When Apple announced its latest Series 4 watch with EKG features, my mother breathed a sigh of relief and then proceeded to set a reminder to order one for my father. That’s because we found out last year, by chance, that you have atrial fibrillation. Atrial fibrillation is an irregular heartbeat, often a rapid heart rate that can increase your risk of stroke, heart failure, and other heart-related problems.

The ECG feature, which monitors your heart rate and can detect AFib, * was activated just two days ago. Already, at least one person has benefited from it.

Yesterday, a person on Reddit shared how their Apple Watch notified them of an abnormal heart rhythm. From there they ran the ECG app and found it to be AFib. They went to urgent care and saw a doctor who they said said, “I should buy Apple stock. This probably saved you. I read about this last night and thought we would see a hike this week. I wasn’t expecting it first thing this morning. “

The patient says he proceeded to see a cardiologist the next day, who did an examination and confirmed the diagnosis of AFib.

“I’m scheduled to go back in a week for some additional tests to start looking at the cause … blood, thyroid, etc.,” they wrote. “He also programmed me with a partner who specializes more in the electrical aspect of things so that it looks from that angle too.”

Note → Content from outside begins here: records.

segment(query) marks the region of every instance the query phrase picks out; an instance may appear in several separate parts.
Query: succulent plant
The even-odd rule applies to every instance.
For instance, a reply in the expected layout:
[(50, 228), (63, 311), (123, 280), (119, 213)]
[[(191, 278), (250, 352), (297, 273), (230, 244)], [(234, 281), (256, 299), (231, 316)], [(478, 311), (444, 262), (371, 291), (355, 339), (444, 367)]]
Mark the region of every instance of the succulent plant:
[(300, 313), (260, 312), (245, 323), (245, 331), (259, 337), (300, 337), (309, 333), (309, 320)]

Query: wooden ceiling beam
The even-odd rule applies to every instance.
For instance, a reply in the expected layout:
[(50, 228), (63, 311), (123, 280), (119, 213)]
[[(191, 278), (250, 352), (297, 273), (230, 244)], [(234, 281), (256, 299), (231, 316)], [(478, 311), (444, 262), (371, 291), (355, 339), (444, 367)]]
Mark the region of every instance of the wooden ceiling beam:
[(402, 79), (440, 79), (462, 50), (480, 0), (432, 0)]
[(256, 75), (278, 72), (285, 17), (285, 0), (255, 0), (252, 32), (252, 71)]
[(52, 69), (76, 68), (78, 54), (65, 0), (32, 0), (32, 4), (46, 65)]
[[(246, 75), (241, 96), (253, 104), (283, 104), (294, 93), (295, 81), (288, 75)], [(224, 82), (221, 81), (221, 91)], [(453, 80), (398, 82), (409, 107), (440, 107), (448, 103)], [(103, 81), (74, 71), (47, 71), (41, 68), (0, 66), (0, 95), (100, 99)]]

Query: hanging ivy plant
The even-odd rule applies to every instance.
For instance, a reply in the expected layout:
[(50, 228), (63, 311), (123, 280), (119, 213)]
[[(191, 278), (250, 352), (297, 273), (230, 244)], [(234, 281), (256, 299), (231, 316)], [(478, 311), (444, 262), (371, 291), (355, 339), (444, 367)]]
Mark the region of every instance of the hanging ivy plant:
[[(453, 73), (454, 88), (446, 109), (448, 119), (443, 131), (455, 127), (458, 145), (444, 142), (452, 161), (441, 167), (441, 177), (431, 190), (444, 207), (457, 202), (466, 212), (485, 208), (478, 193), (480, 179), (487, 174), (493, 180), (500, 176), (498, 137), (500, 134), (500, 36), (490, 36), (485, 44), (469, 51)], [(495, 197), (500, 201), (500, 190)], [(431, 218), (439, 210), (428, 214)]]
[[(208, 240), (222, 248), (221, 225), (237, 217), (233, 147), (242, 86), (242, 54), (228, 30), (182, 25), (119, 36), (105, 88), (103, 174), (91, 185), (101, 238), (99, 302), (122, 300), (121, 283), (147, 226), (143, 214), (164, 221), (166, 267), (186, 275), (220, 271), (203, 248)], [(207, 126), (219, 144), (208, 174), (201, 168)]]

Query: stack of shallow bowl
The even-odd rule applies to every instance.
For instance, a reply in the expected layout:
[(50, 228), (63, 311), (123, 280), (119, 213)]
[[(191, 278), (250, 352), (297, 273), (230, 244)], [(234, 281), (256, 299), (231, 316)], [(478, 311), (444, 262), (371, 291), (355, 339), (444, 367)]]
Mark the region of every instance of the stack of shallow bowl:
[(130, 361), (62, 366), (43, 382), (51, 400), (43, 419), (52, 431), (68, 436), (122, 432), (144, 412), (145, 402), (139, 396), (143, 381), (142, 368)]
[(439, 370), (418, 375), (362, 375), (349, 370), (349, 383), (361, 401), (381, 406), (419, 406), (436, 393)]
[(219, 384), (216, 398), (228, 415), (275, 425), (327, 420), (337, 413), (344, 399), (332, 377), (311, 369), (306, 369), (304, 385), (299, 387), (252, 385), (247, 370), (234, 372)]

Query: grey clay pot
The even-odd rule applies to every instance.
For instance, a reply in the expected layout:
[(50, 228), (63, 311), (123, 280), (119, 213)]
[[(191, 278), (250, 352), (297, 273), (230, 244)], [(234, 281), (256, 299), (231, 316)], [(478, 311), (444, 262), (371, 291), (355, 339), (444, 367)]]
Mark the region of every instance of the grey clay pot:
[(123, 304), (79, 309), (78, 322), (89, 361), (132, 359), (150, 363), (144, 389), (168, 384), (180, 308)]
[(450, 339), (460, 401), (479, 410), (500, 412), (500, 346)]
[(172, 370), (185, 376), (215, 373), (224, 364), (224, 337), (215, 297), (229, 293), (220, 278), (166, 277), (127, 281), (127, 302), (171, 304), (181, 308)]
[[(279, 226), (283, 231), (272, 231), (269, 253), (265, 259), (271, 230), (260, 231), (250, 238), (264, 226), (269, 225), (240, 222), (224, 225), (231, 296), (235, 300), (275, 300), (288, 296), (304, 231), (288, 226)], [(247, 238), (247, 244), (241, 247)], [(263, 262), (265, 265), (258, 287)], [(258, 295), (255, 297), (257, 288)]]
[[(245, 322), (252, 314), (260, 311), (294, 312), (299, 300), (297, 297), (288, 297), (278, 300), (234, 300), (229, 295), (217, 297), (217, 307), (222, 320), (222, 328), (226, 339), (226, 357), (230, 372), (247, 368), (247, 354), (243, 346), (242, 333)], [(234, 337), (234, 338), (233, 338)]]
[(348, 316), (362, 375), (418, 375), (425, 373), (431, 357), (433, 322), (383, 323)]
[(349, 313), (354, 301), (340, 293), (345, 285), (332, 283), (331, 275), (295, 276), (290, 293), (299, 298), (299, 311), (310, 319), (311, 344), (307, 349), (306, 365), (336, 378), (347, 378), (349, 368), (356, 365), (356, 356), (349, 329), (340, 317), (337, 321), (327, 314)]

As one of the first most proprietary ECG monitors, this could make a huge difference in the number of people who have at least some transparency in their heart health. But to be clear, once you enable the new feature, the watch is still not constantly searching for AFib. When the heart rate monitor detects that something is off (for example, a skipped or fast heartbeat) it will send a notification to your wrist.

That’s when you open the ECG app, rest your arm on your lap or table, and then hold your finger on the crown for 30 seconds. From there, the watch will tell you if there are signs of atrial fibrillation.